Bonapartistes et opposition municipale dénoncent une opération idéologique
En pleine commémoration sur le bicentenaire de la mort de l’empereur Napoléon, nostalgiques du Premier empire et bonapartistes avertis avaient crié « haro » sur le maire, rejoint par une opposition républicaine hésitant entre « consternation ou affliction ». Une pétition contre tout déplacement de la statue avait même recueilli plus de 20000 signatures et l’historien Thierry Lentz, n’avait pas hésité à évoquer une tentative de « destruction mémorielle » de la part de la municipalité. « Quoiqu’en disent les autorités locales, il y a dans cette opération une volonté idéologique, entre le rejet d’une histoire que par ailleurs ils connaissent mal et la tentation d’une postmodernité importée des États-Unis.

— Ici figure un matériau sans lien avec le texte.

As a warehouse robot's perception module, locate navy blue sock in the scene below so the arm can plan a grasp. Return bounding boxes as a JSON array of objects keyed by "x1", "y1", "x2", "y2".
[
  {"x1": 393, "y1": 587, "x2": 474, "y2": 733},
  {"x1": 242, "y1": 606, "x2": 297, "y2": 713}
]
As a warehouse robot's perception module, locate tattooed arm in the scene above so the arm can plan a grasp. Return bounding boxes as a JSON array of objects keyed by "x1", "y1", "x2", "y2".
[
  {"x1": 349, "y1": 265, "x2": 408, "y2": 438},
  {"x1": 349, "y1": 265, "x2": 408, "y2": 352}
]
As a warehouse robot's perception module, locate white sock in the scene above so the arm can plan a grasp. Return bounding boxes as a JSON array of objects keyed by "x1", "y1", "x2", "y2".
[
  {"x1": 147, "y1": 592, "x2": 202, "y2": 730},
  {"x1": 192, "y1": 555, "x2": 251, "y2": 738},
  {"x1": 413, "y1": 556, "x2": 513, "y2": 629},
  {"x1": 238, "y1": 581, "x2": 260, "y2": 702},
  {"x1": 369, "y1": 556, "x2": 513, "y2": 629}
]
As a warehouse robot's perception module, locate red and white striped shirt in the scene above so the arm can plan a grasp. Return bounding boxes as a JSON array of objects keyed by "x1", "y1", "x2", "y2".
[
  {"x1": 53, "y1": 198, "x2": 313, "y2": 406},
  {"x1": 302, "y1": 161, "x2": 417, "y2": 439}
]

Ils sont sur ce point minoritaires mais, malgré l’abstention massive qui a favorisé leur avènement, peuvent désormais se parer de la légitimité électorale » avait d’ailleurs surenchéri ce spécialiste dans « Valeurs Actuelles ». Acculé par cette polémique devenue nationale, accusant une « récupération par les milieux d’extrême-droite », Nicolas Mayer-Rossignol avait fini par proposer une consultation locale afin que les habitants se prononcent sur la pertinence de sa décision.
4080 personnes âgés de plus de 16 ans ont pris part à cette concertation ouverte sur trois jours. A plus de 68%, ils ont rejeté la proposition du maire. Parmi les questions posées, la plupart n’étant pas en relation avec le sujet principal, 64% des votants se sont aussi prononcés pour l’installation d’une plaque explicative permettant de recontextualiser la statue dans « son contexte historique et politique ». Le maire socialiste a rapidement publié un communiqué peu de temps après la parution des résultats. « Conformément à nos engagements, nous suivrons les avis exprimés par les Rouennaises et les Rouennais (…) sur la statue de Napoléon, son retour sur la place ainsi que des aménagements temporaires le temps de sa restauration » a déclaré Nicolas Mayer-Rossignol, porte-parole d’Anne Hidalgo, maire de Paris et candidate à la prochaine présidentielle, qui n’est désormais pas prêt d’oublier ce Waterloo municipal.